The experience not to miss in Kyoto is kaiseki ryori, the elegant full-course meal that was originally intended to be served with the tea ceremony. All the senses are engaged in this culinary event: the scent and flavor of the freshest ingredients at the peak of season; the visual delight of a continuous procession of porcelain dishes and lacquered bowls, each a different shape and size, gracefully adorned with an appropriately shaped morsel of fish or vegetable; the textures of foods unknown and exotic, presented in sequence to prevent boredom; the sound of water in a stone basin outside in the garden. Even the atmosphere of the room enhances the experience: a hanging scroll displayed in the alcove and a carefully crafted flower arrangement evoke the season and accent the restrained appointments of the tatami room. Kaiseki ryori is often costly yet always unforgettable.

For an initiation or a reasonably priced sample, the kaiseki bento (box lunch) served by many ryotei (high-class Japanese restaurants) is a good place to start. Box lunches are so popular in Kyoto that restaurants compete to make their bento unique, exquisite, and delicious.
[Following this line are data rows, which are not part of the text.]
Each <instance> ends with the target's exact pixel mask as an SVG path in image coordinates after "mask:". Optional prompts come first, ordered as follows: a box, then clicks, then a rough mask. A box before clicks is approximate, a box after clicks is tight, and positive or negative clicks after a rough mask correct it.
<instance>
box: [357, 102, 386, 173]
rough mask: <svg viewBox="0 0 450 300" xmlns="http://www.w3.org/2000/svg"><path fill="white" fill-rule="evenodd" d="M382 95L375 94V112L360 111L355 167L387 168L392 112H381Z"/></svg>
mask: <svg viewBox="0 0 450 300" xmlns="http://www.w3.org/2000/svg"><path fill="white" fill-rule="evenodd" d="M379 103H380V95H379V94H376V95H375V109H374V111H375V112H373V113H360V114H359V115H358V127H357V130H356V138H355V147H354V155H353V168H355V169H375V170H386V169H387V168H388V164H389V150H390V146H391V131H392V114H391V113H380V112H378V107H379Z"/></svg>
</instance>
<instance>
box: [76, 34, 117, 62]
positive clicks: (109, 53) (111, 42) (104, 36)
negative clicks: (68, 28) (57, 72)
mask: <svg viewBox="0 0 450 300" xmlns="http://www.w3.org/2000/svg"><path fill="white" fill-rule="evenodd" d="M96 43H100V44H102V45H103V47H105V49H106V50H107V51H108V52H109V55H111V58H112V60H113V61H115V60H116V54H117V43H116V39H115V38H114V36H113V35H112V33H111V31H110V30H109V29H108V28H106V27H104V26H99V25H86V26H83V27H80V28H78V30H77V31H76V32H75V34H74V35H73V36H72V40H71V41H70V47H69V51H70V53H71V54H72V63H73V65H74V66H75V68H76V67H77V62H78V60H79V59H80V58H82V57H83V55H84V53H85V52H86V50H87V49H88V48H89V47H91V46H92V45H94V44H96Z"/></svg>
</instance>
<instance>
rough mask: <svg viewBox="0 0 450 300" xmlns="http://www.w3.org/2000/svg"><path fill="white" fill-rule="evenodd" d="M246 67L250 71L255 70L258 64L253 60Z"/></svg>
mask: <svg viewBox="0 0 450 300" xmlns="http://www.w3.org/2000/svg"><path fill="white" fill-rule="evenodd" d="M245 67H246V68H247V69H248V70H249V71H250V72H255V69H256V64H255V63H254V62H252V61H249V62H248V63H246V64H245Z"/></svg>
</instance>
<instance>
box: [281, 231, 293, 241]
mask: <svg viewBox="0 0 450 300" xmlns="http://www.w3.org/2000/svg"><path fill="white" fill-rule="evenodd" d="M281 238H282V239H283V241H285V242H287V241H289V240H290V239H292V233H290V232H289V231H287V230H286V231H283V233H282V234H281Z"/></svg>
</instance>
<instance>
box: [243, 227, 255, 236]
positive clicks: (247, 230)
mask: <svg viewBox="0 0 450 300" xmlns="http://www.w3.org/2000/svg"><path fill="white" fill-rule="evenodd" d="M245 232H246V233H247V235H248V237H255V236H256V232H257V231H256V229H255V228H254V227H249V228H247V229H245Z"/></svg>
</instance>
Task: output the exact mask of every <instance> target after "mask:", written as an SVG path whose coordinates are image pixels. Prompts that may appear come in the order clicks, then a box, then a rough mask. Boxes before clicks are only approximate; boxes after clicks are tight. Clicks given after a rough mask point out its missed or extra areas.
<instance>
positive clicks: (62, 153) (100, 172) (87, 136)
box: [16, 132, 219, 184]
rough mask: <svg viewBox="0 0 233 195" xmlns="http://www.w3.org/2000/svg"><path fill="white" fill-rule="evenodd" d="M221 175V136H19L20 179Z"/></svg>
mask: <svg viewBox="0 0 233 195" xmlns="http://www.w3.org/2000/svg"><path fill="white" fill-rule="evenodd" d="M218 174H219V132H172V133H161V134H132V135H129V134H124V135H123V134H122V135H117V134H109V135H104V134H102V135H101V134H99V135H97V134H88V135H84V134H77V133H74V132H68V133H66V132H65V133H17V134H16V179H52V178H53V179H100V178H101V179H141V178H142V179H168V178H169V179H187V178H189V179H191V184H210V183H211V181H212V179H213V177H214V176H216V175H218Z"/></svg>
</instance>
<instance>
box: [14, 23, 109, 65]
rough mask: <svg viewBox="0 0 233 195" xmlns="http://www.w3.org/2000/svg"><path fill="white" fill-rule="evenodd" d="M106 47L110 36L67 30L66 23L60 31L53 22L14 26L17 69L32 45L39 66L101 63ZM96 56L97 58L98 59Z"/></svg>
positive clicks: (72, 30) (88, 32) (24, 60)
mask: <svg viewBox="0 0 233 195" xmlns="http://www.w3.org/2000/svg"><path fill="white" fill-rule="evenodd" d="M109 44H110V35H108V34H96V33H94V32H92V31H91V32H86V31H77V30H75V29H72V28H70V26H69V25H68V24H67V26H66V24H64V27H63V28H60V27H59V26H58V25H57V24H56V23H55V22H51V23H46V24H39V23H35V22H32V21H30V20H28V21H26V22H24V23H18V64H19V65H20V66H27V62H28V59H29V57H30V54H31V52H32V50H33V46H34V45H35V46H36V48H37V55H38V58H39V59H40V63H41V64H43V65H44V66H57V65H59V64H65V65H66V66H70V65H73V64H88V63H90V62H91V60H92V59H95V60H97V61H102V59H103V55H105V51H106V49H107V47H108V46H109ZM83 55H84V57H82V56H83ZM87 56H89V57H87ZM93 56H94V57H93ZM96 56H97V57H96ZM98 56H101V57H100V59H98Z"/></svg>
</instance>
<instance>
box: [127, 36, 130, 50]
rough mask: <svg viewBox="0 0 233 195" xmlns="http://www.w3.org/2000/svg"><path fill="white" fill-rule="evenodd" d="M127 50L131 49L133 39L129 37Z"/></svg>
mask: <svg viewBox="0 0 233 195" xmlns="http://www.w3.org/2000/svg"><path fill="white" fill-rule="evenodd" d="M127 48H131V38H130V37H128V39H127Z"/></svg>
Because it's a two-day journey from the sea, Kyoto is historically more famous for ingenious ways of serving preserved fish—dried, salted, or pickled—than for its raw-fish dishes, though with modern transport have come good sushi shops. Compared with the style of cooking elsewhere in Japan, Kyoto-ryori (Kyoto cuisine) is lighter and more delicate, stressing the natural flavor of ingredients over enhancement with heavy sauces and broths. Obanzai (Kyoto home cooking) is served at many restaurants at reasonable cost. Organic food is the latest trend, and in some more eclectic restaurants chefs are experimenting with traditional cuisine to create fresh, new, and unexpected dishes, while retaining the light and subtle flavors. Tsukemono (pickled vegetables) and wagashi (traditional sweets) are two other local specialties; they make excellent souvenirs. Food shops are often kept just as they were a century ago—well worth the trip if only to browse.

Kyoto is also the home of shojin ryori, the Zen vegetarian-style cooking, best sampled on the grounds of one of the city's Zen temples, such as Tenryu-ji in Arashiyama. Local delicacies like fu (glutinous wheat cakes) and yuba (soy-milk skimmings) have found their way into the mainstream of Kyoto ryori but were originally devised to provide protein in the traditional Buddhist diet.

Kyoto is famed throughout Japan for the best in traditional Japanese cuisine, and although the city has been slower to pick up on international cuisines, it does have a few fine European and Asian restaurants.